Dare ai padroni dei social il potere di censurarmi è
come dare ai gestori di linee telefoniche il potere di non vendermi i
loro prodotti perché io ho idee diverse dalle loro, o conferir loro
il potere di interrompere una mia chiamata se in questa faccio
affermazioni che a loro non piacciono. Proviamo ad immaginarlo: sto
parlando a telefono, affermo: “Conte è brutto”; una vocina mi
interrompe: “quanto lei dice è contrario ai nostri standar”
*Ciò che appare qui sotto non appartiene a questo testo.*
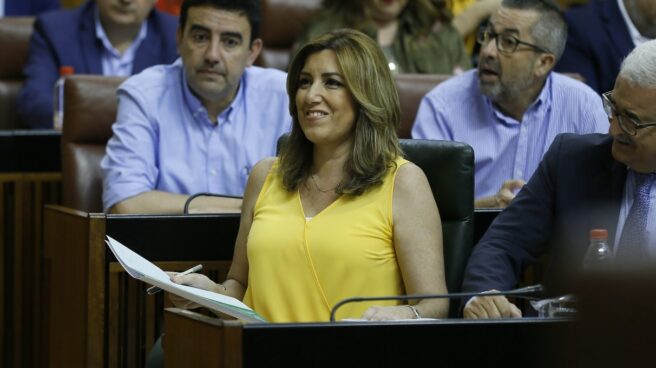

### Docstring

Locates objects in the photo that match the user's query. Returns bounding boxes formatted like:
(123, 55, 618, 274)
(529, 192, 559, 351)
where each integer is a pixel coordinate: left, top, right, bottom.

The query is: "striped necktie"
(616, 172, 656, 261)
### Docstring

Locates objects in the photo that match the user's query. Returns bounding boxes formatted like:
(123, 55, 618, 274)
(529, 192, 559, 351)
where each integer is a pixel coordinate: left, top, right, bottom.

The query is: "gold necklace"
(310, 174, 338, 193)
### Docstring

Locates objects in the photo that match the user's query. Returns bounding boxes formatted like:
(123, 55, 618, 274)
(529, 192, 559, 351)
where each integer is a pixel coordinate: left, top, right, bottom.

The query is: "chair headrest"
(0, 17, 34, 78)
(62, 75, 126, 144)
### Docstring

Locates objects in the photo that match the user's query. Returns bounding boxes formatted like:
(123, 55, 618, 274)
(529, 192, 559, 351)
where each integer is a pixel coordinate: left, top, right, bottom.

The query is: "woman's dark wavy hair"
(279, 29, 402, 196)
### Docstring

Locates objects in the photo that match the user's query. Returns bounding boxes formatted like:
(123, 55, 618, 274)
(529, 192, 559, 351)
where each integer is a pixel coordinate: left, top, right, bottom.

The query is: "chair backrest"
(394, 74, 451, 139)
(399, 138, 474, 317)
(61, 75, 125, 212)
(0, 17, 35, 130)
(257, 0, 321, 71)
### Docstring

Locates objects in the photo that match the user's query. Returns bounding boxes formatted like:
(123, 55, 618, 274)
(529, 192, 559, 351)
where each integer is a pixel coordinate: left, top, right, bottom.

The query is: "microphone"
(329, 284, 544, 322)
(183, 192, 243, 214)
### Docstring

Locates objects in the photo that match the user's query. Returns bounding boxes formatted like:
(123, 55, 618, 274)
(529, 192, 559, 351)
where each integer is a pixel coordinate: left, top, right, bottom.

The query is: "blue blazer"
(17, 0, 178, 129)
(462, 134, 626, 298)
(555, 0, 634, 94)
(4, 0, 59, 16)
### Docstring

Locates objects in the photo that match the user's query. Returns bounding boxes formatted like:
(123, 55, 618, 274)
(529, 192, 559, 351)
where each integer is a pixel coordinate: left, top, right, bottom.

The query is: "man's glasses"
(602, 92, 656, 136)
(477, 27, 551, 55)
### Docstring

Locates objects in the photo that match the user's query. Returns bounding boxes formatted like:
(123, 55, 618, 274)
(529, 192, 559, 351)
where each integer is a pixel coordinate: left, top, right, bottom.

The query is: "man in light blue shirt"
(412, 0, 608, 208)
(101, 0, 291, 214)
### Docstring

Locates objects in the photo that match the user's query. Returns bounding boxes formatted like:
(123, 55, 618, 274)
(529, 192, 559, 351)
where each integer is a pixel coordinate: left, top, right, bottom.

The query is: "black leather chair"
(400, 139, 474, 317)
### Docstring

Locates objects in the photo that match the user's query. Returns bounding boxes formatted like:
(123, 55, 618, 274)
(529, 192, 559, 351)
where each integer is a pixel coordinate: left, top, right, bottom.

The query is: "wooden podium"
(43, 207, 241, 367)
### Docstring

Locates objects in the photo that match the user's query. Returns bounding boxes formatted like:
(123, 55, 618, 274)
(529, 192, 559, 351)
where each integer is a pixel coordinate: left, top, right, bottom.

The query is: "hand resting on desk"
(463, 290, 522, 319)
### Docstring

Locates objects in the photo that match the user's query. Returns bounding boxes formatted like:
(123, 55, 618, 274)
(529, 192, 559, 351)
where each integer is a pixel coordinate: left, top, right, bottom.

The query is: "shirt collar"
(180, 61, 247, 127)
(617, 0, 649, 46)
(94, 9, 149, 59)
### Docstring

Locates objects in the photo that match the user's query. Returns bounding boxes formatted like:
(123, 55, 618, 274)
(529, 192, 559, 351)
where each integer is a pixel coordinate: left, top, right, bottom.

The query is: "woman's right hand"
(166, 272, 226, 309)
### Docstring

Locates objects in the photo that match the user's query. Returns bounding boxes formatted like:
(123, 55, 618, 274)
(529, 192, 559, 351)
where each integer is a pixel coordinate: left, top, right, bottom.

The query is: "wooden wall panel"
(0, 173, 61, 368)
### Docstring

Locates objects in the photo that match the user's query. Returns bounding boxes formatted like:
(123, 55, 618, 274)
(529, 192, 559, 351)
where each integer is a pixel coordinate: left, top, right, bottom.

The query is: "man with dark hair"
(17, 0, 178, 129)
(556, 0, 656, 94)
(463, 40, 656, 319)
(101, 0, 291, 214)
(412, 0, 607, 208)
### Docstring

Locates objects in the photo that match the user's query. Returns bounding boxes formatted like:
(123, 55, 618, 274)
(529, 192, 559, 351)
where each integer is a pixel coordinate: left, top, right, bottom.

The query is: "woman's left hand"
(360, 305, 417, 321)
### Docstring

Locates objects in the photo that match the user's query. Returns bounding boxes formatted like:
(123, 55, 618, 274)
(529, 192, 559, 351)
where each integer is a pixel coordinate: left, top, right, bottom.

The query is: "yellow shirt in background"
(451, 0, 477, 54)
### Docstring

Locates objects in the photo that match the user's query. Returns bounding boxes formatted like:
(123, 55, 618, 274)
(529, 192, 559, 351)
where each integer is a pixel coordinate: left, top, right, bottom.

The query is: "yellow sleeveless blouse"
(243, 158, 409, 322)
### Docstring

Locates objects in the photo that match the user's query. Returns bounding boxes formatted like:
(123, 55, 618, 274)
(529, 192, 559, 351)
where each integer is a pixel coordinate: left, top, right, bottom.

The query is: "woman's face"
(295, 50, 357, 148)
(365, 0, 409, 23)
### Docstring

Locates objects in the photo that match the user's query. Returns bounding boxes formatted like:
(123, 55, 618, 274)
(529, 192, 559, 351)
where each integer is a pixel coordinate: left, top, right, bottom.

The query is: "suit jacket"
(462, 133, 626, 297)
(17, 0, 178, 129)
(555, 0, 634, 94)
(4, 0, 59, 16)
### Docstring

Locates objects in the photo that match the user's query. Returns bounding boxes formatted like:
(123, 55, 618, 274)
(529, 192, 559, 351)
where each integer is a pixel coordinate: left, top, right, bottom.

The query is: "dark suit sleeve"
(555, 11, 599, 93)
(17, 18, 59, 129)
(461, 135, 566, 294)
(32, 0, 60, 13)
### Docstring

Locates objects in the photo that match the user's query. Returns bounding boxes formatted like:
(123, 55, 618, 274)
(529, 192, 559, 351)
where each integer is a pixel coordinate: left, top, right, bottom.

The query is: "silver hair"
(618, 40, 656, 88)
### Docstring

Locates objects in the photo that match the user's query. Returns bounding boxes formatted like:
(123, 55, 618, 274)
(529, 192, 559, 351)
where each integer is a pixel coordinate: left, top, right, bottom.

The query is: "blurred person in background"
(17, 0, 178, 128)
(556, 0, 656, 94)
(295, 0, 470, 74)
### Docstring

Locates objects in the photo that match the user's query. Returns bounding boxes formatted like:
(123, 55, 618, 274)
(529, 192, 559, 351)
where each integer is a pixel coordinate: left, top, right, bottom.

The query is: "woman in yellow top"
(171, 29, 448, 322)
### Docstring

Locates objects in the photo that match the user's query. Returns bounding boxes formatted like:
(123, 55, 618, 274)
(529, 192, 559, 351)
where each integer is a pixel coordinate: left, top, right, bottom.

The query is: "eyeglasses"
(477, 27, 551, 55)
(602, 91, 656, 136)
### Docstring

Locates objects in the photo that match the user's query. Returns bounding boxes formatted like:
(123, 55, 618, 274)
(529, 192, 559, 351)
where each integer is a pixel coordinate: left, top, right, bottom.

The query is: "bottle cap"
(590, 229, 608, 240)
(59, 66, 74, 76)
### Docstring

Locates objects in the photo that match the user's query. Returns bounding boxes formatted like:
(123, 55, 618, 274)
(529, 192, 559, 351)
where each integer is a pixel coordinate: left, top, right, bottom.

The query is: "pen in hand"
(146, 264, 203, 295)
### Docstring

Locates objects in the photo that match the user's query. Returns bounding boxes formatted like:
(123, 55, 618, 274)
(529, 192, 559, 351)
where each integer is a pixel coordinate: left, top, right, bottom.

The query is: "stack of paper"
(105, 235, 266, 323)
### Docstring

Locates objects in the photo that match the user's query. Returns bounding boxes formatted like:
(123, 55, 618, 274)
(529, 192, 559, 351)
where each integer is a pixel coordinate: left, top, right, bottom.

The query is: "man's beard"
(478, 72, 534, 101)
(479, 80, 504, 99)
(477, 59, 506, 99)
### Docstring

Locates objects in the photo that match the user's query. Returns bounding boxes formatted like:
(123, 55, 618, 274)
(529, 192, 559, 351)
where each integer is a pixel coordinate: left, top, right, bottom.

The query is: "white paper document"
(105, 235, 266, 323)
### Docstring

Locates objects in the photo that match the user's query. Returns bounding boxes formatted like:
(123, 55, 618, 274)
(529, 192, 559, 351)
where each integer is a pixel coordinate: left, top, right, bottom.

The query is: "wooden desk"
(164, 308, 572, 367)
(43, 207, 240, 367)
(0, 130, 61, 368)
(41, 205, 504, 367)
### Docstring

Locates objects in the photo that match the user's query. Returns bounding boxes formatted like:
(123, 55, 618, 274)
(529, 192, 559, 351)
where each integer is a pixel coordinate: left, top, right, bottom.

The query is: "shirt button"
(210, 169, 217, 176)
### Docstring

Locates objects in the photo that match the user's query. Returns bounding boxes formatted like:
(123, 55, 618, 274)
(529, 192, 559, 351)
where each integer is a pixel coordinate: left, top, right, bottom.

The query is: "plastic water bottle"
(583, 229, 613, 270)
(53, 65, 74, 130)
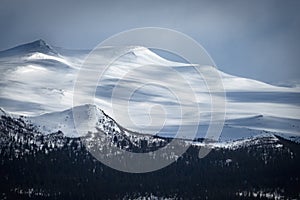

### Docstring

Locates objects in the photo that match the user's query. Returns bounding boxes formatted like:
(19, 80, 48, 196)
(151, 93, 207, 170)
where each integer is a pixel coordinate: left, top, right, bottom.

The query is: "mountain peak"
(21, 39, 57, 54)
(30, 39, 49, 48)
(28, 104, 106, 137)
(0, 39, 58, 57)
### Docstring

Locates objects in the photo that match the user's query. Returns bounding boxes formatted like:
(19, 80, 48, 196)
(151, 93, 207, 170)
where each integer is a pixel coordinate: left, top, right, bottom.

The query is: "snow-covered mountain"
(29, 104, 107, 137)
(0, 39, 299, 143)
(0, 39, 58, 57)
(0, 105, 288, 152)
(0, 105, 167, 156)
(27, 104, 165, 147)
(1, 39, 300, 200)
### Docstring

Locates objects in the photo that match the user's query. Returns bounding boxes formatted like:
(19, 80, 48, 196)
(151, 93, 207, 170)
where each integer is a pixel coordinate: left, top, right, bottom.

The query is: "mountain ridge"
(0, 39, 58, 57)
(0, 40, 299, 142)
(0, 39, 298, 90)
(0, 39, 299, 90)
(1, 104, 299, 147)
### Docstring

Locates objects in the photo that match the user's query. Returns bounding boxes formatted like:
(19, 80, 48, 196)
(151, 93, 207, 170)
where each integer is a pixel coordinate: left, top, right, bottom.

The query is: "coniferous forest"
(1, 115, 300, 199)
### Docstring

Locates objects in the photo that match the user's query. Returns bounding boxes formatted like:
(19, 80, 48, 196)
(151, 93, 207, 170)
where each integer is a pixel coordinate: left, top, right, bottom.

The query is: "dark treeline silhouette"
(0, 115, 300, 199)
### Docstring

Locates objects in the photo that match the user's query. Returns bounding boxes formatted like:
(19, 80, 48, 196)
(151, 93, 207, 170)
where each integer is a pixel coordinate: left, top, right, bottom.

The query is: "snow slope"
(28, 104, 118, 137)
(0, 39, 299, 141)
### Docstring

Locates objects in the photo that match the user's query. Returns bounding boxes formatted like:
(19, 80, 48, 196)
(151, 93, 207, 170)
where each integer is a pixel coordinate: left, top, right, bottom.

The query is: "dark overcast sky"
(1, 0, 300, 83)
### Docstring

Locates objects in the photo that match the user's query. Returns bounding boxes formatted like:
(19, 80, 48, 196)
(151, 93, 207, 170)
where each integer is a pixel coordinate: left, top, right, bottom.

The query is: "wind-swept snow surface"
(0, 40, 299, 141)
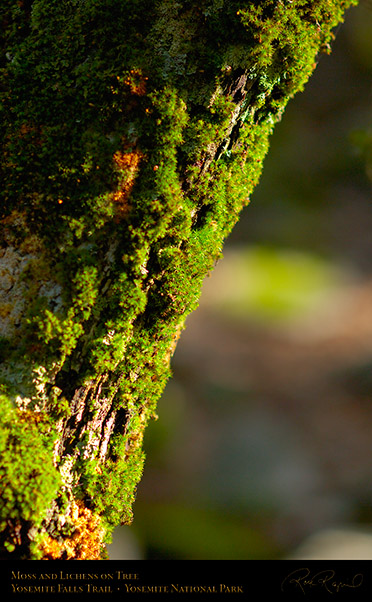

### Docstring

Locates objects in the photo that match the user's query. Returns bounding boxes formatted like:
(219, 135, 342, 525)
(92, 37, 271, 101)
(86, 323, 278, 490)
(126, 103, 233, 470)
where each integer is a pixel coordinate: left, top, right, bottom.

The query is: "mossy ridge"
(0, 0, 357, 558)
(0, 393, 60, 556)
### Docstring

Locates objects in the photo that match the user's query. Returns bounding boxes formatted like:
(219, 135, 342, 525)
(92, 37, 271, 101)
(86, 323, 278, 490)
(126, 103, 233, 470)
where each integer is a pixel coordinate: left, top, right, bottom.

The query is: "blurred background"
(108, 1, 372, 560)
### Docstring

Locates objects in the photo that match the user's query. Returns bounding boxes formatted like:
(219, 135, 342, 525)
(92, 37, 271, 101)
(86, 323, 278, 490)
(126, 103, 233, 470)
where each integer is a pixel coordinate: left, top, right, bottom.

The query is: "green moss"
(0, 394, 60, 552)
(85, 438, 146, 537)
(0, 0, 357, 556)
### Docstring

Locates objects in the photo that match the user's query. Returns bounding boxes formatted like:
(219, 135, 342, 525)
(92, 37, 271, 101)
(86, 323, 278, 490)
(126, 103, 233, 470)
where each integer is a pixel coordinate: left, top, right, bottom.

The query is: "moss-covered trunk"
(0, 0, 356, 559)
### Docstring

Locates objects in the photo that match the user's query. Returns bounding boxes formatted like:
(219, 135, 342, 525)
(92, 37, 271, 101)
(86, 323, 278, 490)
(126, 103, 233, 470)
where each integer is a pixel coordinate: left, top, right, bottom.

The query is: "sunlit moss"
(0, 393, 60, 555)
(0, 0, 357, 557)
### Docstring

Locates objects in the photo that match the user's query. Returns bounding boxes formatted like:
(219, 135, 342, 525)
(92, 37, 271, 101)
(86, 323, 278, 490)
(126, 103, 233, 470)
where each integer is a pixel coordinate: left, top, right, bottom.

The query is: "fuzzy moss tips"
(236, 0, 358, 109)
(84, 430, 146, 536)
(0, 0, 359, 558)
(0, 394, 60, 555)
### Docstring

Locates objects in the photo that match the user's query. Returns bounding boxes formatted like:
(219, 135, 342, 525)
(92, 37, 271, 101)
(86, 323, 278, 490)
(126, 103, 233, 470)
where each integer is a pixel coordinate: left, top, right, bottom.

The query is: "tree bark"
(0, 0, 357, 559)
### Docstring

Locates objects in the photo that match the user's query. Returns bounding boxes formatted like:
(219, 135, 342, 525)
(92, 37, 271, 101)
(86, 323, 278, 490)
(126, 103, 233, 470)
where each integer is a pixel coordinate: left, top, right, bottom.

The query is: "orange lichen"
(39, 500, 105, 560)
(111, 148, 143, 218)
(18, 122, 44, 147)
(0, 303, 13, 319)
(39, 534, 64, 559)
(122, 68, 148, 96)
(19, 123, 36, 136)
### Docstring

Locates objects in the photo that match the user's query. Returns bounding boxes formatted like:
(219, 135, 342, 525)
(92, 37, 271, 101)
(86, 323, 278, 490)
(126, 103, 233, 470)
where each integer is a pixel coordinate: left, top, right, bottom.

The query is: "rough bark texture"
(0, 0, 357, 559)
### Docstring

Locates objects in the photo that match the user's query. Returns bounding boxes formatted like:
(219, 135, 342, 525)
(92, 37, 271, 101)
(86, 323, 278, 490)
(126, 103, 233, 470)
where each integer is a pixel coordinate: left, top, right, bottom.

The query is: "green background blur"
(108, 1, 372, 560)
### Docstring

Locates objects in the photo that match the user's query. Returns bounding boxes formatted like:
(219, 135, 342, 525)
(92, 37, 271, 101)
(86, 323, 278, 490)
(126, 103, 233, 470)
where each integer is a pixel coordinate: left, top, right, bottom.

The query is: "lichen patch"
(111, 148, 144, 217)
(40, 500, 104, 560)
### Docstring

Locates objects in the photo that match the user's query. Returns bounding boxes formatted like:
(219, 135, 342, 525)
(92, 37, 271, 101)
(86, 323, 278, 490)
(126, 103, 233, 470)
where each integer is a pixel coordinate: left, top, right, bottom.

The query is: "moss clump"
(0, 393, 60, 555)
(0, 0, 357, 557)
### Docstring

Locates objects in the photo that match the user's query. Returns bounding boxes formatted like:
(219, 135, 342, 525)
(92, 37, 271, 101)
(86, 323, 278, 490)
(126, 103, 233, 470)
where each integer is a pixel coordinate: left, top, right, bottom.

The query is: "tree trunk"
(0, 0, 357, 559)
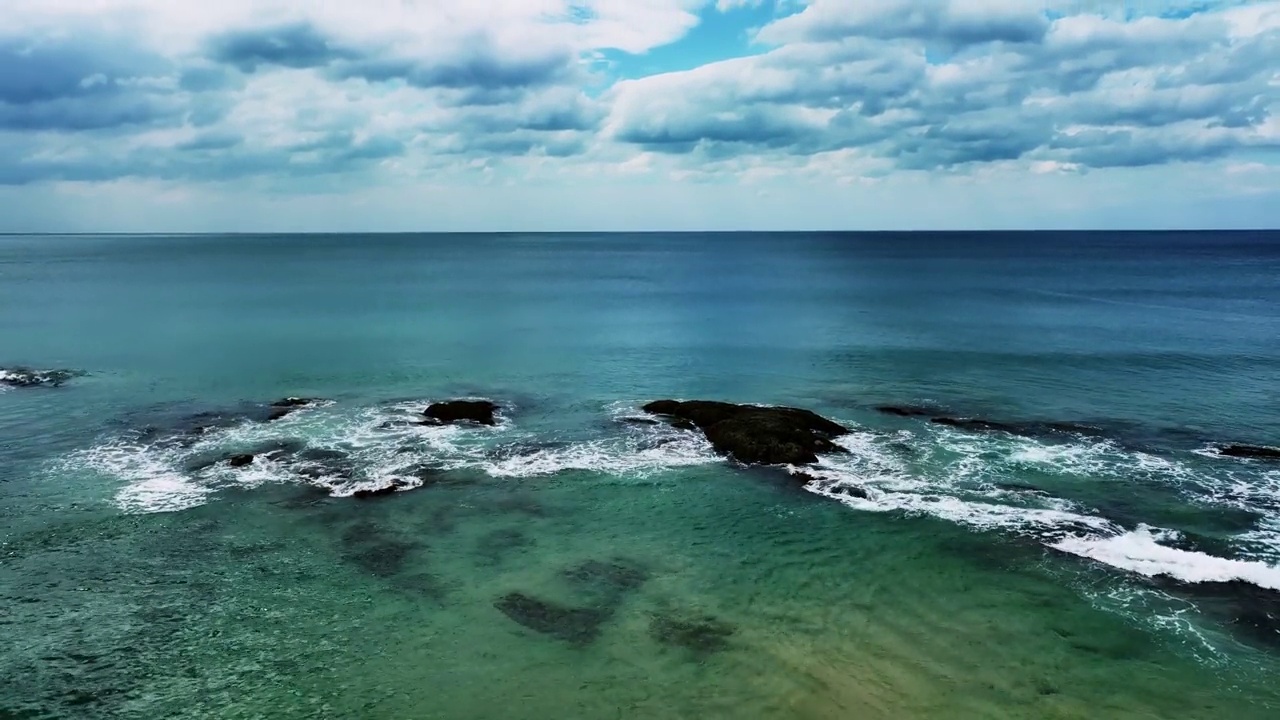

gracchia, e il mio telefono viene silenziato. E' ammissibile una cosa
simile? Basta porsi la domanda per avere una risposta.
Quali
conseguenze?
Le
conseguenze di questo presunto diritto di proprietà sarebbero
disastrose. Un edicolante potrebbe avere la “libertà” di non
vendere certi giornali. Per evitare obiezioni: un edicolante non è
in nulla simile ad un editore, è un tramite per la diffusione della
stampa. I giornali che non vende vengono ritirati e per quelli non
subisce perdita alcuna. Ed ancora, un panettiere potrebbe vendere il
pane solo a chi condivide la sua fede religiosa, in un supermercato
potrebbero entrare solo determinate categorie di persone, gli
albergatori potrebbero impedire l'ingresso negli alberghi a chi non
ha la pelle di un certo colore... si potrebbe continuare molto, molto
a luno. L'universalità del mercato verrebbe sostituita dalla
peggior frammentazione razziale, o politica, o religiosa. Chi avesse
la sventura di vivere in un paese in cui quasi tutti la pensano
diversamente da lui si vedrebbe privato di tutto ciò che è
necessario alla vita. Intorno a lui si farebbe terra bruciata.
E
cosa succederebbe su un simile potere lo avessero le grandi compagnie
che gestiscono le carte di credito e di debito? Vado in un centro
commerciale, compro un abito, alla cassa pago col Bancomat; la
cassiera mi guarda perplessa e dice: “Il suo bancomat è
bloccato”. Telefono in banca, chiedo spiegazioni. “Il mio conto
non è in rosso”, affermo. “Certo, il suo conto non è in rosso”
mi risponde la direttrice, "ma il suo bancomat è stato bloccato
perché la casa che gestisce le carte ha appurato che lei alle
elezioni ha votato Caio invece che Tizio”. E' anche solo
lontanamente ammissibile una situazione di questo genere? A mio
modesto avviso NO, non è assolutamente ammissibile, neppure in
parte, neppure in minima parte.
Per concludere
I
padroni dei social mirano ad un potere immenso,
spropositato. Un tempo erano i presidenti a censurare i media. E
nascevano le tirannidi. Ora sono i media a censurare i presidenti, e
nascono le tirannidi mediatiche.
Inutile negarlo: la comunicazione
politica passa oggi in grande misure per i social. Proprio per questo
i padroni degli stessi NON
possono avere la possibilità di tappare la bocca a nessuno. Possono
oscurare solo chi è ragionevolmente sospettato di compiere reati,
salvo togliere l'oscuramento, chieder scusa e se necessario risarcire
i censurati se chi di dovere, polizia o magistratura, appura che non
esiste reato alcuno. I padroni dei social invece, presi da delirio di
onnipotenza, pensano di poter fare ciò che vogliono, Ritengono sia
loro diritto stabilire chi ha e chi non ha diritto di parola, se ne
fregano di leggi e costituzioni, impediscono che vengano diffuse
notizie che gli stessi giornali stampati diffondono, senza incorrere
in denuncia alcuna. In una parola: si sentono i padroni del mondo.
Talmente padron da decidere chi deve essere il presidente degli Stati
Uniti d'America.
Vanno combattuti, senza se e senza ma. Possono
essere combattuti e possono essere sconfitti. Si, possono, perché la
loro forza è in parte più apparente che reale. Il loro progetto
mondialista si scontra con interessi, idee, speranze, aspirazioni,
sentimenti di una massa enorme di esseri umani. E suscita resistenze
sempre più dure. Per far fuori Trump non sono bastate le palle e le
censure, sono stati necessari i brogli. E nello stesso mercato che i
social vogliono dominare monopolisticamente sono presenti forze
alternative. Per ogni social che viene oscurato altri ne nascono. E'
difficilissimp, quasi impossibile controllare interamente società
complesse e variegate come quelle occidentali. Per farlo non basta la
censura, ci vorrebbe il carcere, magari le fucilazioni. Ma per
arrivare a questo servirebbe una guerra civile. Dovrebbero
ricordarsene i vari Zuckerberg ed i loro sgherri.